# Chapter 1.2: EDA First Look

Goal: practice the first pass of EDA and ask good questions about the data.

In [1]:
import pandas as pd
import numpy as np

### Topics:
- What is Pandas?
- Loading data in Pandas
- Displaying data in Pandas
- Subsetting data in Pandas

## What is Pandas?

Data is typically stored in a CSV file, you can see an example [here](https://raw.githubusercontent.com/datasciencedojo/datasets/refs/heads/master/titanic.csv)

How do we even work with this? For example, how could we find the average number of votes? Or all Republicans? We need to load it into Python to accomplish this.

Pandas is a Python package built for manipulating data.

To read a CSV file, you use the Pandas command `.read_csv()` and tell it where the file is located.

### Basics of file storage

Files are stored in folders. You can access folders by typing their name. Load example image in `images` folder.

To go *backwards* (i.e. to a "parent" folder), use `..`, for example `../images` would go backwards one folder, then look for the `images` folder. Load example images in `week02/images` folder.

### Loading the file in Pandas

With that, we're ready to load the CSV file using Pandas `.read_csv()`. The CSV file we just looked at it stored here: `https://raw.githubusercontent.com/datasciencedojo/datasets/refs/heads/master/titanic.csv`. Let's load it using the `.read_csv()` command.

In [None]:
# Load the CSV file using Pandas .read_csv function
df = pd.read_csv('https://raw.githubusercontent.com/datasciencedojo/datasets/refs/heads/master/titanic.csv')

Now, how do we actually _look_ at the data? Try below.

In [None]:
# Look at the data


## Subsetting the data

Typically, we want to look at only *subsets* of the data. For example, who survived? Who died? How many children survived?

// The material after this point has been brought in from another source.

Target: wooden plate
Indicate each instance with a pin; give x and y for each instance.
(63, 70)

In Pandas, subsets are selected using square brackets `[]`. For example:

In [None]:
# Select the "Survived" column
df['Survived']

We only want rows where it says they `Survived`.

In [None]:
# Find which rows have "Survived" equal to one (meaning they did survive)
df["Survived"] == 1

Note that this shows if a person survived or not, but it didn't actually select those people.

What we did above using `df['Survived'] == 1` is called creating a **mask**. A mask means "what are that rows that satifsy X?". In our case, it was "what are the rows that are people who survived?". 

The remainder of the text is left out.